Land geomorphology and topography were used in predicting suitable habitats for mosquito breeding [25
]. Four potential indicators were rigorously investigated: aspect ratio, slope, land surface curvature and hill shade [25
]. The sampled gravid mosquito vectors reflect the proximity of water habitats to collected samples. Although these indicators showed potentiality in predicting WNV mosquito vectors in other areas [25
], only relative high altitude demonstrated temporal influence on increased VHC ratios during May and June.
In the current study we modeled the spatio-temporal distribution of VHC ratios in response to future climate scenario, LULC, human population census, and DEM. Vector-host contact (VHC) ratios were estimated as a potential entomological indicator for the likelihood of biting rate and transmission potential of WNV. The VHC ratios were estimated within 5-km buffer zones around mosquito sampling sites representing their average flight range utilizing mosquito density and population census/house block. The likelihood of VHC ratio was first predicted in response to the biophysical systems using stepwise multiple regression model (RM). Accordingly, we used the significant predicting variables from RM to highlight the spatio-temporal distribution of areas under risk of increased VHC emphasizing the likelihood of infective mosquito bites.
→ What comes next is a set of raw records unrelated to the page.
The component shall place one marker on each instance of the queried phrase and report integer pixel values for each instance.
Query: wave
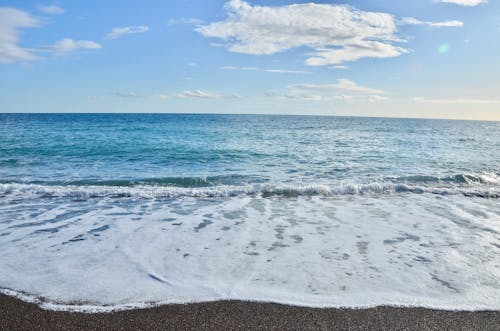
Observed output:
(264, 190)
(185, 182)
(473, 178)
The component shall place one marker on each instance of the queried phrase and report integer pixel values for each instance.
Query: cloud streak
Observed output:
(12, 21)
(276, 71)
(344, 89)
(122, 31)
(457, 101)
(51, 10)
(68, 45)
(334, 33)
(444, 24)
(467, 3)
(199, 94)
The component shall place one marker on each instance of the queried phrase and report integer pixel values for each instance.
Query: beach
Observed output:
(102, 213)
(232, 315)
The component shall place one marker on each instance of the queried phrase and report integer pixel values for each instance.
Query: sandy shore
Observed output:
(231, 315)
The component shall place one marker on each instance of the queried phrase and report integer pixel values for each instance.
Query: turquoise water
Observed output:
(204, 207)
(212, 150)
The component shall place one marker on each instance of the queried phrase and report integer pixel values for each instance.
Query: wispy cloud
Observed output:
(51, 9)
(277, 71)
(11, 22)
(457, 101)
(340, 67)
(199, 94)
(69, 45)
(344, 89)
(121, 31)
(189, 21)
(468, 3)
(335, 33)
(444, 24)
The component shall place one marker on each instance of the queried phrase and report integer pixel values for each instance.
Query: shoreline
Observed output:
(16, 314)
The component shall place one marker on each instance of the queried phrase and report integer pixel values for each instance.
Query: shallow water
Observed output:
(130, 210)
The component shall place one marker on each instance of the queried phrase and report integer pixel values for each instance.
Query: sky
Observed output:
(390, 58)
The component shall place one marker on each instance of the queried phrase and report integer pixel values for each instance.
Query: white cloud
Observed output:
(68, 45)
(11, 22)
(468, 3)
(342, 85)
(51, 10)
(285, 71)
(277, 71)
(238, 68)
(127, 95)
(344, 89)
(444, 24)
(199, 94)
(457, 101)
(335, 33)
(120, 32)
(176, 21)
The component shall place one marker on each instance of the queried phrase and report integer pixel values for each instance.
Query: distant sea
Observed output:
(114, 211)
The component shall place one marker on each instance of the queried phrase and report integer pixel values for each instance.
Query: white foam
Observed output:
(346, 251)
(23, 191)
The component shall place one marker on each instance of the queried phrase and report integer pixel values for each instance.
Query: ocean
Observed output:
(115, 211)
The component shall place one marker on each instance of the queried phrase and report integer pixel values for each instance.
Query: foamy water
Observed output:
(406, 234)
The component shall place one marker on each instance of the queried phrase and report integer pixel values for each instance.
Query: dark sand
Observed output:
(232, 315)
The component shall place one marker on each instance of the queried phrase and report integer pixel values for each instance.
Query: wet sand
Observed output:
(234, 315)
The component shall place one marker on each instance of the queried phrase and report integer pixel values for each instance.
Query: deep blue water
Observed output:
(209, 150)
(101, 211)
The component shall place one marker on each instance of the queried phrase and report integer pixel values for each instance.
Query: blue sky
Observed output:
(415, 58)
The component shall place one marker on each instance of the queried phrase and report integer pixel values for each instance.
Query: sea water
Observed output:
(102, 212)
The interaction between these different biophysical systems showed heterogeneous influences on the spatio-temporal distribution of VHC ratios. In the spatial analysis, 12 variables were associated with the distribution of VHC ratios, and NFWL showed the highest prediction gain (R2 = 81.62). Although NFWL has not been sampled extensively during our study (1), to complete our objective, this variable needs to be highlighted rigorously in a separate investigation. Seasonal precipitation- and annual temperature-related variables shared reduced significant associations with VHC ratios. The average likelihood of predicting very high risk areas was ~107 km2, which is ~9.87% of the total area of NOLA. Although neither the temporal distribution of VHC ratios nor their estimates were significantly changed from month-to-month (except during September), their monthly response showed resilience to the number and type of the influential factors. The highest VHC ratio was reported during September, which was associated with the peak positive WNV mosquito pools. Seasonal temperature-related variables showed the highest influence on monthly likelihood of VHC in comparison with seasonal precipitation, LULC and DEM variables. This finding was confirmed by both RM (R2 = 58.49) and Jackknife’s test (88.5%). The influence of LULC on likelihood of VHC was demonstrated during May–August. The NFWL showed a positive association with the increased VHC ratio during May, with no positive WNV mosquito pools. Meanwhile, both OUBL and RU settings were associated with the onset of mosquito WNV infection rates during June. This may reflect the distribution of WNV vector in close vicinity to reservoir host(s) during May, during the virus amplification phase, and the virus beginning to build up inside mosquito bodies during June–August. During September–December, reduced numbers of positive WNV mosquito pools were recorded, which may explain the reduced viremia in wild Cx. quinquefasciatus.
The independent field collected sampling points were consistent with both likelihood of VHC ratios and spatio-temporal distribution of increased VHC ratios. However, multi-year mosquito, spatial projections of LULC and human population census data are recommended to be included in further investigations. Moreover, due to data limitation of reservoir host(s), human cases, mosquito vector survival rates, vector capacity parameters, and gonotrophic periods, we did not have the chance to include these variables in our study.